Bank of England chief economist Andy Haldane said on Tuesday that “early” evidence continued to indicate that the UK economy was set for a rapid V-shaped recovery.
“There is a debate about which letter of the alphabet will best describe the path of the economy,” Haldane said, noting that there was scepticism about the swift recovery predicted in the central bank’s May Monetary Policy Report.
“It is early days, but my reading of the evidence is so far, so V,” he said, speaking during an online webinar.
During a V-shaped recession, an economy suffers a sharp but short-lived period of economic contraction, which is immediately followed by a quick return to pre-crisis levels of growth.

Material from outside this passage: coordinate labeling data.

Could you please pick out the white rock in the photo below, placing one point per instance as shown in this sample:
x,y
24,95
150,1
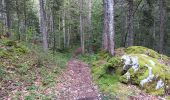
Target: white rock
x,y
152,62
127,75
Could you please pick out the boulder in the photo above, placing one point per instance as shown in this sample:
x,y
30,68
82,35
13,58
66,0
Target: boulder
x,y
139,66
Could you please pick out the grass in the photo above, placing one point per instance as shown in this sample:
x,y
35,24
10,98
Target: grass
x,y
23,64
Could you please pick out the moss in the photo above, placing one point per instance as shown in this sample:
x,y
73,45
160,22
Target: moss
x,y
146,51
147,58
8,42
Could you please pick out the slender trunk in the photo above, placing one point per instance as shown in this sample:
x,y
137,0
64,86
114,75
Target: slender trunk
x,y
81,27
8,18
43,27
18,15
105,30
109,27
90,27
64,29
25,20
59,27
68,36
161,27
130,34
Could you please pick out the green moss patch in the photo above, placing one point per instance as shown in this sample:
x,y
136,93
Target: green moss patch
x,y
140,66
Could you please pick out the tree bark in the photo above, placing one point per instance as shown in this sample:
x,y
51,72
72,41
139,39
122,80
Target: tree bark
x,y
8,17
162,24
130,34
109,28
43,27
90,27
81,27
64,29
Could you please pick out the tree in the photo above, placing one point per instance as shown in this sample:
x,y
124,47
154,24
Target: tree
x,y
81,27
109,29
129,35
43,27
162,24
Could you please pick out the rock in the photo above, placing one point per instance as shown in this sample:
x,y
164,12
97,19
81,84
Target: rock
x,y
139,66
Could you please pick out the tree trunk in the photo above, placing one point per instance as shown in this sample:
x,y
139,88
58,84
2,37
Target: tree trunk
x,y
109,28
81,27
162,24
18,15
129,36
43,27
64,29
8,18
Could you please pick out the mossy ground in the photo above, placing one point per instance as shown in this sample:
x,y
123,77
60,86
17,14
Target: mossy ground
x,y
24,65
109,83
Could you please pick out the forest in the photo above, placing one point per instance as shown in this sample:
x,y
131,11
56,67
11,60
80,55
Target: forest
x,y
84,50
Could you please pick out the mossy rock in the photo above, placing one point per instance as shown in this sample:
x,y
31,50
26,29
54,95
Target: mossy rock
x,y
8,42
146,51
149,73
11,49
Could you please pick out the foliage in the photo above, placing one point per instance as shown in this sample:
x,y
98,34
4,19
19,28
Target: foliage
x,y
105,69
26,66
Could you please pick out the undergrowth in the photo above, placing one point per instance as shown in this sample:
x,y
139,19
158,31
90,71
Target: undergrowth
x,y
30,70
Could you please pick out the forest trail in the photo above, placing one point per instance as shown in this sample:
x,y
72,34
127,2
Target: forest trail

Haldane said that several unofficial economic indicators, such as data on credit card transactions, Google searches, and measures of footfall on the high street, suggested that the UK recovery had come “sooner and faster” than any forecasters had predicted.
He said that, if the recovery was to continue at this pace, then the UK economy could end up contracting by just 8% in 2020, far lower than the 17% the Bank of England had predicted in May.
Forecasters at the bank have revised their forecast for global GDP growth, suggesting a contraction of just 10% in the second quarter — a marked improvement from the previously predicted 23% contraction.
“Even relative to the scale of the fall, this is a large upward revision,” Haldane said. “One reason is because social distancing measures have been loosened more rapidly than expected.”
But Haldane said that the pace at which coronavirus restrictions were eased in the UK was broadly in line with what the Bank of England had predicted, meaning that the strong recovery thus far could indicate “underlying strength” in UK consumer spending.
Haldane also said that the evidence suggested that UK consumers were not simply bringing future spending forward.
“Looking ahead, the opening of pubs, restaurants, hotels, cinemas and other hospitality outlets on 4 July will provide further impetus to spending,” he said.
“My own market intelligence suggests considerable pent-up demand.”
Haldane’s comments come after the Office for National Statistics (ONS) said on Tuesday that UK economic output shrunk by 2.2% in the first three months of the year, the largest quarter-on-quarter contraction in GDP in 40 years.
The final tally was worse than an earlier estimate, published in May, that said GDP contracted by 2%.
Speaking earlier this month, Bank of England governor Andrew Bailey said that the bank did not spend “any time” trying to determine the letter used to describe the shape of the economic recovery.
“We don’t want to get too carried away by this. I mean, let’s be clear, I mean, we’re still living in very unusual times,” he said, noting that a lifting of restrictions would result in a jump in economic activity.